Abel hanya menjadi pendengar yang baik, sesekali dia memberi nasehat untuk temannya itu. Melihat betapa sedihnya Chelia itu membuktikan perasaannya tidak main-main kepada pria tersebut.

"Jadi, lu mau ngapain sekarang? Mau masuk ke pelajaran berikutnya atau kita jalan jalan ke mana gitu?" tanya Abel memberi penawaran.

Menurut Abel percuma saja Chelia masuk ke pelajaran berikutnya dengan situasi hati yang tidak karuan begini. Bahkan tadi saja gadis itu hanya meletakan kepala malas di atas meja. Tidak sekali saja dia menghapus air matanya saat pelajaran sedang berlangsung.

"Ayuuk lah kita nonton ke bioskop, atau lu mau duduk manja di pantai? Gua jadi bingung harus berkata dan melakukan apa kepada lu sekarang."

Abel mencebikan bibirnya ikut prihatin kepada temannya itu. Chelia menghela napas dan menepuk pelan dada kirinya.

"Bayangan kemarin itu masih melekat di kepala gua, Bel. Karena itu lah gua merasa sesak sekali, sangat sesak."

Abel berdiri dari tempat duduknya dan berpindah di dekat Chelia. Gadis itu merangkul Chelia dan menepuk punggungnya pelan.

"Lu nangis sampai sesegukan gini, Chel.
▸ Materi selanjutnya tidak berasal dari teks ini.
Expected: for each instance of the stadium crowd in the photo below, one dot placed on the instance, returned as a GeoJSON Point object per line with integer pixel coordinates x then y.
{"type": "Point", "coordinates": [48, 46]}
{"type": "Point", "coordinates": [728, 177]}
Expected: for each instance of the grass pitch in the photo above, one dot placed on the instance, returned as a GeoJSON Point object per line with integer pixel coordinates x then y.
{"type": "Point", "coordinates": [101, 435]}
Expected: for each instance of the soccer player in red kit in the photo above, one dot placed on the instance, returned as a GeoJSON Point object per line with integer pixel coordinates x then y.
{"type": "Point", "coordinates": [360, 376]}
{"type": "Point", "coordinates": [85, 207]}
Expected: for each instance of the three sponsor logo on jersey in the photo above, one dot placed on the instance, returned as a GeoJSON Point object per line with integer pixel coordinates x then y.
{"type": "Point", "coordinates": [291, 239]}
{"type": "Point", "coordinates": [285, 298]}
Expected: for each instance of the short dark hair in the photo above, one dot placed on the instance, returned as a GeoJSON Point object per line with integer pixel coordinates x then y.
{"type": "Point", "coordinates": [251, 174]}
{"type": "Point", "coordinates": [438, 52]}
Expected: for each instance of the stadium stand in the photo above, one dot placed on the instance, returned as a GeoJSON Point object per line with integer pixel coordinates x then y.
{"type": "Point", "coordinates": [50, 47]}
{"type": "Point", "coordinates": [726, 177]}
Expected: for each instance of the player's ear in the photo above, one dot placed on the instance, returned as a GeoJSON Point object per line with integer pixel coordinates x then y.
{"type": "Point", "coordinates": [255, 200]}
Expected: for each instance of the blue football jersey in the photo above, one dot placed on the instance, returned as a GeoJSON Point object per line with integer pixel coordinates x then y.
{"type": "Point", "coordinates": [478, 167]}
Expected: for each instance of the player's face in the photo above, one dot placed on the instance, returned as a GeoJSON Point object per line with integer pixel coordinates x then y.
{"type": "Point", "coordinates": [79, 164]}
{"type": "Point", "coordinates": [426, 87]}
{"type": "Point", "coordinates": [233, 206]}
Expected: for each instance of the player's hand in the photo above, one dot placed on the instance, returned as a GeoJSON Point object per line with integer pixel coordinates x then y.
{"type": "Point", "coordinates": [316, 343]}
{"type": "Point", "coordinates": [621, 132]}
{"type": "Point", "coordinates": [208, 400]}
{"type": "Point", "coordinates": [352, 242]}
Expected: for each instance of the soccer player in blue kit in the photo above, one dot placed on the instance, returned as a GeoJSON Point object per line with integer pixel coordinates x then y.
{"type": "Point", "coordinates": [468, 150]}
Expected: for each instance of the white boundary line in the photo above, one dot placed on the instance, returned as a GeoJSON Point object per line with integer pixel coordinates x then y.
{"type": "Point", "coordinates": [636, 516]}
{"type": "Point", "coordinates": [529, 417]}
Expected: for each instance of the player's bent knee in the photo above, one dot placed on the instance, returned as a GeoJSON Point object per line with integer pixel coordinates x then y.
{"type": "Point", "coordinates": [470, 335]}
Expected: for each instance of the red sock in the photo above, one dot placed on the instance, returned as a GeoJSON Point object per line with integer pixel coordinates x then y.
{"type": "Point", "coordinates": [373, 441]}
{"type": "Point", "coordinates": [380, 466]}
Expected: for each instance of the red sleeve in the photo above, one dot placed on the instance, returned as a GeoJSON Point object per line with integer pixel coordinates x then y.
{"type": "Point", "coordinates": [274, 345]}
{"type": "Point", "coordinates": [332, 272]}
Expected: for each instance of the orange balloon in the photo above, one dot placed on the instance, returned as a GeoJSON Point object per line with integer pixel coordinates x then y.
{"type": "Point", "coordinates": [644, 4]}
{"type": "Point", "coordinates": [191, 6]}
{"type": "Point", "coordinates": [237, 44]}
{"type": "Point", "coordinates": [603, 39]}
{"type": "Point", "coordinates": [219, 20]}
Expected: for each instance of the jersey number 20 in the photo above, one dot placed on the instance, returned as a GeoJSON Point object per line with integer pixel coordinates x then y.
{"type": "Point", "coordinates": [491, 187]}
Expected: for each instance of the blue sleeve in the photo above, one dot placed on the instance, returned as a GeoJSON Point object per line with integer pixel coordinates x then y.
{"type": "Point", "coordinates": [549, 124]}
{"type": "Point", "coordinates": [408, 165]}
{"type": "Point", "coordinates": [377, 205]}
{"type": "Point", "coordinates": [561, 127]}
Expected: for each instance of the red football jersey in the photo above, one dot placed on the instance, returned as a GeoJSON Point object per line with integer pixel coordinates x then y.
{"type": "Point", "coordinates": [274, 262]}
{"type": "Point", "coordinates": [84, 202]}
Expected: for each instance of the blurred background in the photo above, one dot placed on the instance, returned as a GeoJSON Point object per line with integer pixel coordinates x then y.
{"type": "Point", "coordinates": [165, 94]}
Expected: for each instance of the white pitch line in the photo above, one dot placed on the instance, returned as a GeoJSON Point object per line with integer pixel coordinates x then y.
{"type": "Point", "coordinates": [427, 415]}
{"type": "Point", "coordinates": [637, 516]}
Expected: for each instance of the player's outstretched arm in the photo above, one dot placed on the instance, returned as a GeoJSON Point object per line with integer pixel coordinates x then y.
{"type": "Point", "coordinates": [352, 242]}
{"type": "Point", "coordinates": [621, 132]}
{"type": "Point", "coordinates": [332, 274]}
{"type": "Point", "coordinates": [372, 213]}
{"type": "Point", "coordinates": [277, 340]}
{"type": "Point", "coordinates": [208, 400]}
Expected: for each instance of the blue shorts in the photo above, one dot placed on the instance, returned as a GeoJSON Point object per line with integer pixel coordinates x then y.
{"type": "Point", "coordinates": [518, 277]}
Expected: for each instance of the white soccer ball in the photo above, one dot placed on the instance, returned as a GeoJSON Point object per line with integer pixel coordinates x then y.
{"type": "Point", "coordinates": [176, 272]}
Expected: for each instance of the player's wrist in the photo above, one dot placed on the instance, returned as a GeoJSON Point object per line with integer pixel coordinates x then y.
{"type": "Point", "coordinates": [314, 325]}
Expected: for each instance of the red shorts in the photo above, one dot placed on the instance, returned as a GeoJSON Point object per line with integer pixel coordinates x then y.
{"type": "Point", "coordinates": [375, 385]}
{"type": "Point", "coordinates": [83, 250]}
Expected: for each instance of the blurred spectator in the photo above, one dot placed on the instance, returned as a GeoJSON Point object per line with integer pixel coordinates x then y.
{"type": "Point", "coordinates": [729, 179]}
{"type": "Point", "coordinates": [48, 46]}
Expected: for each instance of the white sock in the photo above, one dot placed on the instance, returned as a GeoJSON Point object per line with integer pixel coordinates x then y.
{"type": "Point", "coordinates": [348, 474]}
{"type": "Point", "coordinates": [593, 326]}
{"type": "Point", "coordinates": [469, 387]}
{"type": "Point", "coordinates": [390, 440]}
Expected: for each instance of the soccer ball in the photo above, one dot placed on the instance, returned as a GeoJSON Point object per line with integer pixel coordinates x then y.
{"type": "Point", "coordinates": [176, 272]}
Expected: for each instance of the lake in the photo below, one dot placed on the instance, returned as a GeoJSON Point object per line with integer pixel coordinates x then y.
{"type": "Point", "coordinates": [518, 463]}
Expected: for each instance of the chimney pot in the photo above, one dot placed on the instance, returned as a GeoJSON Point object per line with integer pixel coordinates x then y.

Nanti dada lu bisa nyeri jika begini terus."

Lalu, Chelia terdengar menangis lagi. "Gua patah hati, Bel. Gua nggak tahu harus melakukan apa setelah ini. Selama ini gua terlalu banyak berharap bertemu lagi dengannya kembali. Tidak pernah berhenti berdoa untuk bertemu dengannya. Tapi, bukan pertemuan seperti ini yang gua harapkan."

"Lu mau gua peluk?"

Abel memeluk erat tubuh rapuh temannya, pelukan itu membuat tangisan Chelia semakin tidak tertahankan.

"Gua mesti bagaimana, Bel?  Rasanya nyeri sekali."
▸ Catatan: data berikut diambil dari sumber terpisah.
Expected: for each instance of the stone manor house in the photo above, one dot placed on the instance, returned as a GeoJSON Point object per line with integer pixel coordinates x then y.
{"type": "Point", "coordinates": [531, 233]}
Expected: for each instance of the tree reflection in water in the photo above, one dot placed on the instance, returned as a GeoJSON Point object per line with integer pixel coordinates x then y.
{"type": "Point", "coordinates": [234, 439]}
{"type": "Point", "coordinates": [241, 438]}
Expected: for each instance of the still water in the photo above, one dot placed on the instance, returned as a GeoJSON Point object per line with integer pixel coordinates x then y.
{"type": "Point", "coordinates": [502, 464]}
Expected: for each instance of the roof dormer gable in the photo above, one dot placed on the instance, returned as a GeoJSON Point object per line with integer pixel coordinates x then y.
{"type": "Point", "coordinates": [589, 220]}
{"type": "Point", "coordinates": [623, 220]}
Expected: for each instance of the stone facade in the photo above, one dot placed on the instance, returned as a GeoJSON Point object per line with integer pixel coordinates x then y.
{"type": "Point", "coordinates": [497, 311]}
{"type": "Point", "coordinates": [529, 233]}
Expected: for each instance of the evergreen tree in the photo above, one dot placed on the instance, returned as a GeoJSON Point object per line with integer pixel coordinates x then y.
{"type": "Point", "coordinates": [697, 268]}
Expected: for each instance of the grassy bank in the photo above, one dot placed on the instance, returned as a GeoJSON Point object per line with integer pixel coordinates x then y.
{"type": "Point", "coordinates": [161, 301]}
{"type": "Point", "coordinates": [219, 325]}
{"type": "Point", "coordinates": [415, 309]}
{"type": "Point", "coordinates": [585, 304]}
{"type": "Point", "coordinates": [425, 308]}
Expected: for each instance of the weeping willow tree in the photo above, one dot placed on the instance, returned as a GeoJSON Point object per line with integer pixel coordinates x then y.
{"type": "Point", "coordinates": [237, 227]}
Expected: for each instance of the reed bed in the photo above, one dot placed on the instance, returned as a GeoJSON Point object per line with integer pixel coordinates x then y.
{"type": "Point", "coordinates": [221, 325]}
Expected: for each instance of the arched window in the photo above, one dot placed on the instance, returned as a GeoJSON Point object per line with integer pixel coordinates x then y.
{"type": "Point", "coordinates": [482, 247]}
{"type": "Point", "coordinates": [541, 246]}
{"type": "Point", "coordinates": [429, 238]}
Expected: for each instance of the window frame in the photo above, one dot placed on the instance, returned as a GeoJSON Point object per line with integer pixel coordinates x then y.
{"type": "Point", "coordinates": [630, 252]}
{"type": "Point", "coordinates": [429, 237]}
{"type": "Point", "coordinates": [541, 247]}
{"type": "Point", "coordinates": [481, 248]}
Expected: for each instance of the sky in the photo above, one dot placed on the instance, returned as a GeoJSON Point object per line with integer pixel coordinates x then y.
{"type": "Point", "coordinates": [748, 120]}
Abel hanya membiarkan Chelia menangis di dalam pelukannya sampai gadis itu tenang lagi.

***
"Ini," Abel menyerahkan satu plastik tisu kepada Chelia.

"Makasih, Bel."

Mereka sedang berada di toilet, Chelia mencuci wajah dan membersihkan make up nya yang sudah acak-acakan.

"So, kita tetap masuk kelas atau bolos?"

"Hari pertama masa harus bolos, masih ada waktu sepuluh menit lagi kan?"

Abel mengangguk.

"Hati lu sudah tenang?"

"Hmm... " Chelia mengangguk pelan.

"Coba tarik napas dulu lalu hembuskan biar agak plong dikit."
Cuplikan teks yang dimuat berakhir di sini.